I'm trying to catch the correct variable in this jQuery function but whatever the button I click, the alert always shows the name of the first label that I have. Any ideas? Thank you.

<html>
<head>
<script type="text/javascript" src="http://ajax.googleapis.com/ajax/libs/jquery/1.3.0/jquery.min.js"></script>
<script type="text/javascript">
$( document ).ready(function() {
    $(".submit").click(function() {
    var name = $("#name").val();
    alert(name);
    });
    });
</script>
</head>

<body>
<?php
include("connection.php"); 
$link=connect(); 
$result=mysql_query("select * from names",$link);

if (mysql_fetch_array($result) == 0)
{
    echo "No names registered. Add one";
}
else
{
    while($row=mysql_fetch_array($result))
    {
        echo "<html>
        <label>".$row["name"]."</label>
        <input type='button' class='submit' value='Delete'>
        <input type='hidden' id='name' value=".$row["name"].">
        <br>
        </html>";     
    }

    mysql_free_result($result);
    mysql_close($link);
}
?>  
</body>
</html>

Upvotes: 0

Views: 81

Answers (4)

a2345sooted
a2345sooted

Reputation: 599

In addition to some of the other answers, you don't really need the hidden input.

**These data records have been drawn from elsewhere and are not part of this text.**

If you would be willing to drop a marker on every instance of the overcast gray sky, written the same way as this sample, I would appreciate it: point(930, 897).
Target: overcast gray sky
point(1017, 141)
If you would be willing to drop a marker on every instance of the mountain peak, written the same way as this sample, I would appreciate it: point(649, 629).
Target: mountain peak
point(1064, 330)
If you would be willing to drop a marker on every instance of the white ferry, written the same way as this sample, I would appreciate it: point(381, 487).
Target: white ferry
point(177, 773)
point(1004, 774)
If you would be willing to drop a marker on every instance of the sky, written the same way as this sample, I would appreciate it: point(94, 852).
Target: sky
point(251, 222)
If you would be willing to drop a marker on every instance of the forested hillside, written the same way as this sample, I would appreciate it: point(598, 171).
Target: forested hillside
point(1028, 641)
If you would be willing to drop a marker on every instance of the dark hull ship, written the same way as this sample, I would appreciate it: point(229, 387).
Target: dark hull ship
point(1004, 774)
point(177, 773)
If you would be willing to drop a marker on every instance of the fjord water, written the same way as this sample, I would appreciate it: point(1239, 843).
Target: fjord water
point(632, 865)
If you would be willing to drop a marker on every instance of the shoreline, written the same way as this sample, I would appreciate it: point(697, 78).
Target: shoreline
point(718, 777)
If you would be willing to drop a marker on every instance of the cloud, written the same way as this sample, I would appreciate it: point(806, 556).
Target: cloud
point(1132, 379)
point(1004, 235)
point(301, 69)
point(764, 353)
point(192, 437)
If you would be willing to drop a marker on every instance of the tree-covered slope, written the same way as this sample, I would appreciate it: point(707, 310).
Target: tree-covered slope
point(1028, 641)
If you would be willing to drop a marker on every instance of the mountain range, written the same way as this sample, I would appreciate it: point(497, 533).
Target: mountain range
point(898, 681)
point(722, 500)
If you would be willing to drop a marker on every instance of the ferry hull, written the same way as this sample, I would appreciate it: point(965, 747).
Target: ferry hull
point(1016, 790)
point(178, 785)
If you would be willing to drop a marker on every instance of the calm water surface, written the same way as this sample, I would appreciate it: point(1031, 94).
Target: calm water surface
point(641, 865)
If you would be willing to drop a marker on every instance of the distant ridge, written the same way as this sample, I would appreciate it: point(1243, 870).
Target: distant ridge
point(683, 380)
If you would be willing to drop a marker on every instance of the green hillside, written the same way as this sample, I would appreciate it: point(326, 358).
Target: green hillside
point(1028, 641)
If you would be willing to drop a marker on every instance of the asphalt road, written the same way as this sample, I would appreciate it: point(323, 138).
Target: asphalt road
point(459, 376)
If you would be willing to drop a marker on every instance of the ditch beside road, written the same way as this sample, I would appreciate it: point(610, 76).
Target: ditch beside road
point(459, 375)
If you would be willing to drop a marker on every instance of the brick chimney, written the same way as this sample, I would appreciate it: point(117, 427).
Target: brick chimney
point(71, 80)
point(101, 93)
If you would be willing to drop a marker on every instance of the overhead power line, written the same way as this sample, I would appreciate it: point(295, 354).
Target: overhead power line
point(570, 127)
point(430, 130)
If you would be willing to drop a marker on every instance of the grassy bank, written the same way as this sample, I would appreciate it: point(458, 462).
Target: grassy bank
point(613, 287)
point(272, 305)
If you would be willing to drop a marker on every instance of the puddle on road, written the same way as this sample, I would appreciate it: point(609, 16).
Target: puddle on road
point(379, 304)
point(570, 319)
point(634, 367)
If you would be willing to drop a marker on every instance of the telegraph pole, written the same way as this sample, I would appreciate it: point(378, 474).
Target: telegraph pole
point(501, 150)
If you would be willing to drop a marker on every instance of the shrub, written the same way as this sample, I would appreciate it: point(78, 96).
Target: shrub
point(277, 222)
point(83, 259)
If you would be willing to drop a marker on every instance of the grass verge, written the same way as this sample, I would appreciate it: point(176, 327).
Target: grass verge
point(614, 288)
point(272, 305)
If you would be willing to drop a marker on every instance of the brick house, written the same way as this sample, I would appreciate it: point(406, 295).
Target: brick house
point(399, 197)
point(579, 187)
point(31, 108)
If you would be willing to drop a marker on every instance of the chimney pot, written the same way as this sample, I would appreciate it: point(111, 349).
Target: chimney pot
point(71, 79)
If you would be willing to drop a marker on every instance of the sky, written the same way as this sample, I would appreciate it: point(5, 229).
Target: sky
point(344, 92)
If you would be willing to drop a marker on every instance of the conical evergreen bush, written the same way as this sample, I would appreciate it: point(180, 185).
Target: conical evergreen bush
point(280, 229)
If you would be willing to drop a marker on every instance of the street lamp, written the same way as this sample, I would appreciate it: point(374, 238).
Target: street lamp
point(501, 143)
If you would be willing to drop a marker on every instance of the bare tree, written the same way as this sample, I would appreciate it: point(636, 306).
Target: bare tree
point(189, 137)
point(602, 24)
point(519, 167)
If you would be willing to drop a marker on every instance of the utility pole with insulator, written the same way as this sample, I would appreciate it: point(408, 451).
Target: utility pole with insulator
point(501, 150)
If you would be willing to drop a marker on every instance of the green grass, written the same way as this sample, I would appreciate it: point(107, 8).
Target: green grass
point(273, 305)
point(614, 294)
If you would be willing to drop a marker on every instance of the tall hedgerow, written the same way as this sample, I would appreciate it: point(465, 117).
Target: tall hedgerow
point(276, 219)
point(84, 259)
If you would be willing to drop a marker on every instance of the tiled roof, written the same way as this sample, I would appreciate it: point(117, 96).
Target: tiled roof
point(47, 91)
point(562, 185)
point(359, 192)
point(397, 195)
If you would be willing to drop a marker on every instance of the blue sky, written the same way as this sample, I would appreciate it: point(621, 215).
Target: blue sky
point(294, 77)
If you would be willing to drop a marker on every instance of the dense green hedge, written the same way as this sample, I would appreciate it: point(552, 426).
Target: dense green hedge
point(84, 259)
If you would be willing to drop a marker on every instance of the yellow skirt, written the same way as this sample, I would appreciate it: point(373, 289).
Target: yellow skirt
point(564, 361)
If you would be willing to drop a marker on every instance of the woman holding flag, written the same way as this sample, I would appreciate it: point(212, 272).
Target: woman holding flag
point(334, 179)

Could just change the button input to:

<input type='button' class='submit' name='".$row["name"]."' value='Delete'>

Then change your JQuery selector to:

var name = $(this).attr('name');

Upvotes: 0

jeroen
jeroen

Reputation: 91734

You are re-using the same id - name - multiple times:

while($row=mysql_fetch_array($result))
{
    echo "<html>
    <label>".$row["name"]."</label>
    <input type='button' class='submit' value='Delete'>
    <input type='hidden' id='name' value=".$row["name"].">
    <br>
    </html>";     
}

You should wrap your fields in individual forms (not html elements) and use the name attribute:

while($row=mysql_fetch_array($result))
{
    echo "<form action='' method='post'>
    <label>".$row["name"]."</label>
    <input type='button' class='submit' value='Delete'>
    <input type='hidden' name='name' value=".$row["name"].">
    <br>
    </form>";     
}

This will make your form also work without javascript.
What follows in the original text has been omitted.